MLflow Tracing - generative AI observability

2025-07-10

MLflow Tracing is a powerful feature that provides end-to-end observability for gen AI applications, including complex agent-based systems. It records inputs, outputs, intermediate steps, and metadata to give you a complete picture of how your app behaves.

Tracing allows you to:

Debug and understand your application
Monitor performance and optimize cost
Evaluate and enhance application quality
Ensure auditability and compliance
Integrate tracing with many popular third-party frameworks

Tracing Gateway Video

Want to get started with tracing?

See the quickstarts to get hands-on:

Local IDE: Tracing quickstart	Databricks Notebook: Tracing quickstart

Here's how easy it is to get started with MLflow Tracing in just a few lines of code. mlflow.openai.autolog() automatically traces every OpenAI call in your application - no other code changes required:

import mlflow
import openai
import os # Added for environment variable configuration

# Configure Databricks Authentication (if running outside Databricks)
# If running in a Databricks notebook, these are not needed.
# os.environ["DATABRICKS_HOST"] = "https://your-workspace.databricks.com"
# os.environ["DATABRICKS_TOKEN"] = "your-databricks-token"

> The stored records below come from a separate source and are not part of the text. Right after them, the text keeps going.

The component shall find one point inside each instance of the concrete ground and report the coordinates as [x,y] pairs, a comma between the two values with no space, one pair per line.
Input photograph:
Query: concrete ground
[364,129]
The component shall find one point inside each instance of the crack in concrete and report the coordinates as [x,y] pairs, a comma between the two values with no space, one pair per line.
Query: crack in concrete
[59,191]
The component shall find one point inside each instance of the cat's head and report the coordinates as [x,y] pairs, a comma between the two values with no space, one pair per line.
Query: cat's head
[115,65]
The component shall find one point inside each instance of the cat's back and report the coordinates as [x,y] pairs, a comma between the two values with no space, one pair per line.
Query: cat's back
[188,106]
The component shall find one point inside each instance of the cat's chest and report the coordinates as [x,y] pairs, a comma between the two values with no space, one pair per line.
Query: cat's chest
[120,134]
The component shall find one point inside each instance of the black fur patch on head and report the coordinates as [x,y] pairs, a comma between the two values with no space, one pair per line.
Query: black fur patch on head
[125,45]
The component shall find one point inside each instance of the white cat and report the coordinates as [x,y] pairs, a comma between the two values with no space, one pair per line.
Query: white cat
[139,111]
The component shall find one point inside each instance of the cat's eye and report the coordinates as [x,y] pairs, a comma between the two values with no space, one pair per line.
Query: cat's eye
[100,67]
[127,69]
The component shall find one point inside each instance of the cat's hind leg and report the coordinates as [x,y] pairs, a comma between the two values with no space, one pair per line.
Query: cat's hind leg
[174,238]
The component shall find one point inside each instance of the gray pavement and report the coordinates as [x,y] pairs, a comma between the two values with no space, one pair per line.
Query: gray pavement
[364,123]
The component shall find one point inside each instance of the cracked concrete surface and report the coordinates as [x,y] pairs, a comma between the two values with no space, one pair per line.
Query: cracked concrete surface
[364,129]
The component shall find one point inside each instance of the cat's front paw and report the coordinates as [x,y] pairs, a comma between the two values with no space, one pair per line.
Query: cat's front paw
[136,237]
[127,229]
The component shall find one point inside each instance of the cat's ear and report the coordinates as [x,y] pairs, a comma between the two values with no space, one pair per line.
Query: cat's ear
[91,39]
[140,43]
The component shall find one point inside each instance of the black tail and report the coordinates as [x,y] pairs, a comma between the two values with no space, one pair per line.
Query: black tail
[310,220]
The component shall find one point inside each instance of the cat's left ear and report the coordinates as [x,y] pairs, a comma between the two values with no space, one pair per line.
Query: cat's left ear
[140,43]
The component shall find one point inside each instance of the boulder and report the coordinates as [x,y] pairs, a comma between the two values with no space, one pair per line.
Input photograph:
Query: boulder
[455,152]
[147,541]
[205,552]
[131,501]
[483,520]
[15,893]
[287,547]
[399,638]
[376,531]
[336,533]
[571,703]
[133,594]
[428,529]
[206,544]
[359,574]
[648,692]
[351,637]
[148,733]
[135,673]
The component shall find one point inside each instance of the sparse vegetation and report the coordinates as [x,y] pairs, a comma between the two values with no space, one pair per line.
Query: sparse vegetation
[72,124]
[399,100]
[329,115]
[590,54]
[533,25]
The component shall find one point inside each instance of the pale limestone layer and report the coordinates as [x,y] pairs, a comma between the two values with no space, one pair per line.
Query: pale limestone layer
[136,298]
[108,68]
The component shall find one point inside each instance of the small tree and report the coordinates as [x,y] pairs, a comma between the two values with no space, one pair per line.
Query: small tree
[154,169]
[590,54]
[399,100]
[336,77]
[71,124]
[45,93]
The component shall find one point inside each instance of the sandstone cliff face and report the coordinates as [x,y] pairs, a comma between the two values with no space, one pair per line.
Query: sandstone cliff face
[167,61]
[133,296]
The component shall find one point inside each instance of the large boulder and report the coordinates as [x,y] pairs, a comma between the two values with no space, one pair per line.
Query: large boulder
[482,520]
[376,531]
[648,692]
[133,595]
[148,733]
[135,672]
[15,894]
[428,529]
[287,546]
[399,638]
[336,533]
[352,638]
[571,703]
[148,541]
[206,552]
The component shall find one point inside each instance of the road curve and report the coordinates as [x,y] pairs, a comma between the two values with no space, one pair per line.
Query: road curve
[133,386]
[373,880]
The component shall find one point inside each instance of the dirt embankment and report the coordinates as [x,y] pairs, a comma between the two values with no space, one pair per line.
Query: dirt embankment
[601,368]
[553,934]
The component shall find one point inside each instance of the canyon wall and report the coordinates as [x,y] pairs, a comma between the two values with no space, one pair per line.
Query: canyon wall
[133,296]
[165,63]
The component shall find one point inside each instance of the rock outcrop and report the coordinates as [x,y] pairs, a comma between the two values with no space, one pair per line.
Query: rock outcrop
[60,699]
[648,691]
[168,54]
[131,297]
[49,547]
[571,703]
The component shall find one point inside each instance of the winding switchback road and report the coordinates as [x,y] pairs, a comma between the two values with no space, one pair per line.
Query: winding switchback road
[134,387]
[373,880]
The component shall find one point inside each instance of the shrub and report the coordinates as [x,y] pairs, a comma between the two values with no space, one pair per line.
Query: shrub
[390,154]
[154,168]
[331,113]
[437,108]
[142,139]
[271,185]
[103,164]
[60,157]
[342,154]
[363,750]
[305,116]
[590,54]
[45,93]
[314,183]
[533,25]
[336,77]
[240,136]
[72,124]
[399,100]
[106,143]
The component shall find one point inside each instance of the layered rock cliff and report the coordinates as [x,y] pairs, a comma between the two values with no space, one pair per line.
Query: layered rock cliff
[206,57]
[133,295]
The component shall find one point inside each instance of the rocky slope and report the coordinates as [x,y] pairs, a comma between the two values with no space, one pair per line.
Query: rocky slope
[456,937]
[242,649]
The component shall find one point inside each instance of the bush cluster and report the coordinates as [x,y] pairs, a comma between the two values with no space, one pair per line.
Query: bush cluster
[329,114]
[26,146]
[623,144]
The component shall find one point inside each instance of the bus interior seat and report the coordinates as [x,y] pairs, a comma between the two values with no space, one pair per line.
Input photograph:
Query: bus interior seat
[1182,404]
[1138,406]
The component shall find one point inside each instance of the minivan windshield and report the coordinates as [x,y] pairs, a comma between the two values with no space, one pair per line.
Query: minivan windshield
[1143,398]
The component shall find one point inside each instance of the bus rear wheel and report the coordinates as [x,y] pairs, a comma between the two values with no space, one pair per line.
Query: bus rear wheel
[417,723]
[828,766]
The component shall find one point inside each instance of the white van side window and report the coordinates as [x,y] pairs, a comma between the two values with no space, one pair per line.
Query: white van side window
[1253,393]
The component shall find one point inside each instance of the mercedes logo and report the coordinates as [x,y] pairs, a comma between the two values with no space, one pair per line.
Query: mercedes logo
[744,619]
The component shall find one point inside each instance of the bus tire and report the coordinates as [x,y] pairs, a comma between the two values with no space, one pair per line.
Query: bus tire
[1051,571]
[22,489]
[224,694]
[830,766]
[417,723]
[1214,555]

# Configure OpenAI API Key (replace with your actual key)
# os.environ["OPENAI_API_KEY"] = "your-api-key-here"

# Enable automatic tracing for OpenAI - that's it!
mlflow.openai.autolog()

# Set up MLflow tracking (if running outside Databricks)
# If running in a Databricks notebook, these are not needed.
# mlflow.set_tracking_uri("databricks")
# mlflow.set_experiment("/Shared/my-genai-app")

# Your existing OpenAI code works without any changes
client = openai.OpenAI()
response = client.chat.completions.create(
  model="gpt-4o-mini",
  messages=[{"role": "user", "content": "Explain MLflow Tracing"}],
  max_tokens=100
)

# Traces are automatically captured and logged to MLflow!

Tip

Databricks recommends using Mosaic AI Gateway to securely manage API keys for AI endpoints. AI Gateway also includes tools like rate limiting, fallbacks, and AI guardrails. See Secure API Key Management.

Debug and understand your application

MLflow Tracing provides deep insights into your application's behavior, facilitating a complete debugging experience across different environments. By capturing the complete request-response cycle (Input/Output Tracking) and the execution flow, you can visualize and understand your application's logic and decision-making process.

Examining the inputs, outputs, and metadata for each intermediate step (e.g., retrieval, tool calls, LLM interactions) and associated user feedback or the results of quality evaluations allows you to:

In Development: Get detailed visibility into what happens beneath the abstractions of GenAI libraries, helping you precisely identify where issues or unexpected behaviors occur.
In Production: Monitor and debug issues in real-time. Traces capture errors and can include operational metrics like latency at each step, aiding in quick diagnostics.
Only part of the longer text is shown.